Another “pearl” about cellulitis: Group A strep cellulitis is often initially slow to respond to therapy. The local findings may take 3 or 4 days to show improvement and there actually may be slight worsening despite 1 or 2 days of appropriate antibiotics. This is believed to be related to toxins produced by group A strep and other local tissue factors. Even if an antimicrobial is successful in eradicating strep, there are still toxins in the tissues that produce aggressive local findings. We often get consulted about patients with cellulitis who after 2 days of antimicrobial therapy may have some improvement in their fever curve and white blood cell count but have worsening of the local findings. These patients almost never need a change in antimicrobial therapy, but need more time—and elevation. I was taught by one of my mentors of the importance of elevating an extremity when treating cellulitis. My clinical experience has borne out this wisdom. In addition, patients with lower-extremity edema or venous insufficiency or venous stasis who present with cellulitis must have edema and stasis aggressively treated for the cellulitis to respond to antimicrobial therapy.
8. Quinolones are no longer highly reliable as empiric therapy against gram-negative infections.
Five years ago in Ohio, if a patient presented with pyelonephritis or a complicated UTI as a community-acquired infection, it was unusual for the causative pathogen to be quinolone resistant. Quinolones such as ciprofloxacin could be used as empiric therapy for serious gram-negative infections with a great deal of confidence that the causative agent would be sensitive. In the last 5 years we have seen a steady, progressive increase in resistance to quinolones in both community acquired and nosocomial infections (7,8). Approximately 5–10% of E. coli are now quinolone resistant, and in some hospitals more than half of Pseudomonas aeruginosa are now quinolone resistant. Seriously ill patients with infections that are likely due to gram-negative rods should not be treated empirically with quinolone monotherapy in most settings. Oral quinolones, due to their excellent oral bioavailability, continue to have in important role in treating gram-negative infections, but their use should be based on the results of a culture with antimicrobial susceptibility.
9. VRE in the stool does not need to be treated.

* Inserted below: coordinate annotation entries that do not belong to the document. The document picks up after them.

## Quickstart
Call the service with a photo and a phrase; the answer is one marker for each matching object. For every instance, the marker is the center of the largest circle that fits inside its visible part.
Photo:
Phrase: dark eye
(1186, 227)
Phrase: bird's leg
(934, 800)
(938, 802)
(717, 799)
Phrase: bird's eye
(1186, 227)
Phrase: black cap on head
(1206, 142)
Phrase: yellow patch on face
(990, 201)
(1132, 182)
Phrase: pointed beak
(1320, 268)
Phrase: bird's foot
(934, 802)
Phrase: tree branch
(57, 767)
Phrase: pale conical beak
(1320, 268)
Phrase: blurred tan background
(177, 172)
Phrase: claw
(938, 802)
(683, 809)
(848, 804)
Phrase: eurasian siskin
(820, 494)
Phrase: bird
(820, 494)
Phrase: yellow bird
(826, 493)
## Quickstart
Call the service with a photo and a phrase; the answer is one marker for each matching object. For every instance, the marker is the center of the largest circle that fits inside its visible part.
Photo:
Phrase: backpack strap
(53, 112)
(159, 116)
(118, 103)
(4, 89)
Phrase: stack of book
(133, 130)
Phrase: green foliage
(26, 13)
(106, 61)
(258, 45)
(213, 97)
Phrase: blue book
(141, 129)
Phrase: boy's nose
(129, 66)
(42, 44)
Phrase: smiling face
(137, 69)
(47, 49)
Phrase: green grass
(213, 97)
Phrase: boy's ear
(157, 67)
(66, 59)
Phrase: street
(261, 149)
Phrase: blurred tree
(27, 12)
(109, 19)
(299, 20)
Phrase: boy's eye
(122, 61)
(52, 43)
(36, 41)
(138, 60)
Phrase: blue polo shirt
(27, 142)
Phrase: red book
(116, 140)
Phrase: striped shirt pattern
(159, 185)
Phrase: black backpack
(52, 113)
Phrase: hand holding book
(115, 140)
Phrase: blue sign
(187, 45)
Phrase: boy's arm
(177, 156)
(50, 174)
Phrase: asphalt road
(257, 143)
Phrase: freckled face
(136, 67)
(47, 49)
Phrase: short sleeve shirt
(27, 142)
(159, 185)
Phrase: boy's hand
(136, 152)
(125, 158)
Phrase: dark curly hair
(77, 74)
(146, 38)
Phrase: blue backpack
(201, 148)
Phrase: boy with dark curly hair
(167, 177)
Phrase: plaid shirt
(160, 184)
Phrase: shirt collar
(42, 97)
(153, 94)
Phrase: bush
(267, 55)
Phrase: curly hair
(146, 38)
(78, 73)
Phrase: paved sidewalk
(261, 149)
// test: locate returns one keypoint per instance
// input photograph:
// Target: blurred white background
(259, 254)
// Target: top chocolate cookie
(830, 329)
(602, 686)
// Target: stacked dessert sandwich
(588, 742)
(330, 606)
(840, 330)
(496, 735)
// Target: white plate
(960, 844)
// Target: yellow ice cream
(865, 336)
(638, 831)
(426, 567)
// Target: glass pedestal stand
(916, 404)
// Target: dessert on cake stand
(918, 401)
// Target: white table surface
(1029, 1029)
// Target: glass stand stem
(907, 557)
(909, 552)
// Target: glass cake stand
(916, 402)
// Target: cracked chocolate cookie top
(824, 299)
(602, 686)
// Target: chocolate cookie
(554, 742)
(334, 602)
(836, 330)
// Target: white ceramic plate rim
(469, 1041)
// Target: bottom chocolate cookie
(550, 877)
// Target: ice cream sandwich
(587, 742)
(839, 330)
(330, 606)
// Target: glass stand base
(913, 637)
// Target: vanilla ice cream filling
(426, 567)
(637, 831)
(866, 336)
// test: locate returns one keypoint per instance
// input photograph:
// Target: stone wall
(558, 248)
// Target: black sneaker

The great majority of patients who test positive for VRE in a stool specimen never acquire an infection with VRE. Patients who are colonized with VRE in the stool will clear colonization over several weeks or months if there is no antimicrobial pressure to select for VRE. Infectious disease clinicians spend a lot of time trying to allay the fear of patients and families who become extremely nervous due to isolation procedures for VRE. My usual approach is to tell the patients that the only reason they are in isolation is to prevent VRE from spreading to the very, very small group of patients who actually are susceptible to infection with VRE, such as liver transplant patients. I tell the family there is almost no chance that healthy family members will develop a VRE infection and that the VRE bacteria is normally found as a natural part of the human intestinal flora. VRE is simply 1 strain that has particular resistance to antibiotics, making it difficult to treat when infection occurs, but it is not more pathogenic. Infection with VRE is relatively rare and with the possible exception of cystitis (or bladder colonization) there is an extremely low risk of any actual infection despite VRE colonization. Uncomplicated cystitis due to VRE can usually be treated with nitrofurantoin.